Sozial Schwache und Migranten sind kränker

Ein Lichtblick: endlich wieder einmal objektive Daten zur Morbidität unterschiedlicher Patientenpopulationen!

 

Die Inhomogentität der Patienten hinsichtlich Behandlungsbedürftigkeit wird bisher – leider – weitgehend geleugnet. Es wird hingegen angenommen, die Therapiebedürftigkeit sei durchschnittlich bei allen Patienten aller Praxen im Landesdurchschnitt, was sich bei Wirtschaftlichkeitsprüfungen für Praxen mit besonderem sozialem Engagement und überdurchschnittlich hohem Anteil an sozial Schwachen und/oder Migranten äußerst negativ auswirkt. Nicht nur, dass Praxen mit solchem Patientengut wegen der oftmals geringen Zuzahlungsbereitschaft bzw. –fähigkeit  sowieso schon wirtschaftlich nicht so optimal dastehen, sie werden mittels Honorarrückforderungen (Regress)  zusätzlich in ihrer Fähigkeit, den Menschen in Not beizustehen, geschädigt. Eine aktuelle Studie aus Berlin („Auswirkungen der sozialen Lage und Herkunft auf die Zahngesundheit von Schulanfängern“, Jeffrey Butler, Matthias Brockstedt und Ursula Uhlig, BA Mitte von Berlin, 2013) gibt Hinweise darauf, dass die schon von Pieper, Göttingen, festgestellte Schieflage der Zahnerkrankungen, bestätigt von Kocher, Greifswald, sowie von der LAGZ Bayern und vom RKI, Berlin, weiterhin besteht und sich eventuell sogar verfestigt hat. Die Ergebnisse aus Berlin Mitte, erhoben mittels schulzahnärztlicher Untersuchungen, lassen zumindest den Schluss zu, dass Kinder und Jugendliche unterschiedlicher sozialer Schichten sowie Herkunft durchaus messbare Unterschiede in der Zahngesundheit aufweisen. „In der Analyse zeigten sich die zwei Variablen soziale Lage und ethnische Herkunft als ausschlaggebend für die Zahngesundheit der Kinder. Zum Teil sind sie voneinander abhängig, sie üben jedoch eigenständige Einflüsse auf das Gesundheitsverhalten der Kinder aus. Dadurch, dass mit individuellen Daten berechnet wurde, konnte das relative Gewicht der unterschiedlichen Einflussfaktoren festgestellt werden. Hier zeigten sich insbesondere die untere soziale Schicht und die Herkunftsgruppen „türkisch“ und „ehem. Ostblock“ statistisch signifikant.

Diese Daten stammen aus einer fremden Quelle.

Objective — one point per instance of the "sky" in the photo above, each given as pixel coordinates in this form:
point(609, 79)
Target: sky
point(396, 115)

Es ist an der Zeit dass die Prüfungsstellen endlich darauf Rücksicht nehmen und das durchaus individuelle Patientengut – hier wären z.B. auch andere soziale Faktoren zu berücksichtigen, z.B. hoher an Anteil an Drogensüchtigen – in der Prüfung berücksichtigen.

Voraussetzung ist allerdings, dass in den Praxen auch diese „Problem-Patienten“ erfasst werden.  Das heißt im Klartext, es ist bei der Patientenaufnahme neben allgemeinen Fragen auch der soziale Status sowie die Migranteneigenschaft zu erfragen. Damit kann die Praxis einigermaßen wirkungsvoll dokumentieren, dass eine Abweichung der Behandlungstätigkeit eben nicht „unwirtschaftlich“ ist, sondern den Vorgaben des SGB V gemäß „medizinisch notwendig“ und „das notendige Maß nicht übersteigend“, wobei die Wirtschaftlichkeit der Behandlungstätigkeit auf andere Weise (also nicht nach rein statistischen Daten im Vergleich zum Landesdurchschnitt) geprüft werden muss.

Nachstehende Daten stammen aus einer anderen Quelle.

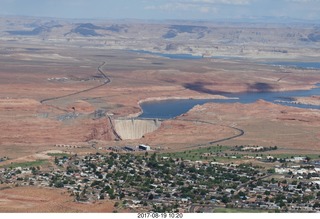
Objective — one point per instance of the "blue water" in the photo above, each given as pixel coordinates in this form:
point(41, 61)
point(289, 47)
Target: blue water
point(171, 108)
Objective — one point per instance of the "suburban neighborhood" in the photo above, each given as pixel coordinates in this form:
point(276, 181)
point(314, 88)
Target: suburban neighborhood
point(151, 182)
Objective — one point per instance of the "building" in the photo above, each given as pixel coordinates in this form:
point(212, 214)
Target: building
point(130, 148)
point(144, 147)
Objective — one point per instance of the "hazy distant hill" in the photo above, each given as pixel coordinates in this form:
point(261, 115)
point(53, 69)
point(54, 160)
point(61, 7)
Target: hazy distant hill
point(198, 38)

Dies wäre auch dann hilfreich, wenn in dem zuständigen KZV-Bezirk eine andere Prüfvereinbarung als die Prüfung nach statistischen Daten (Einzelfallprüfung) gilt. Denn, wenn im Krankenblatt die Eigenschaft als Hochrisikopatient (Migrant, sozial schwach, Diabetiker, Xerostomie, HIV, o.ä.) dokumentiert ist, ist die Beweislage für den Zahnarzt deutlich besser, als wenn sich solche Hinweise für eine notwendige über Durchschnitt aufwändige Behandlung nicht finden lassen. Insofern sollten alle Aufnahmefragebögen der Situation angepasst werden und solche Fragen enthalten.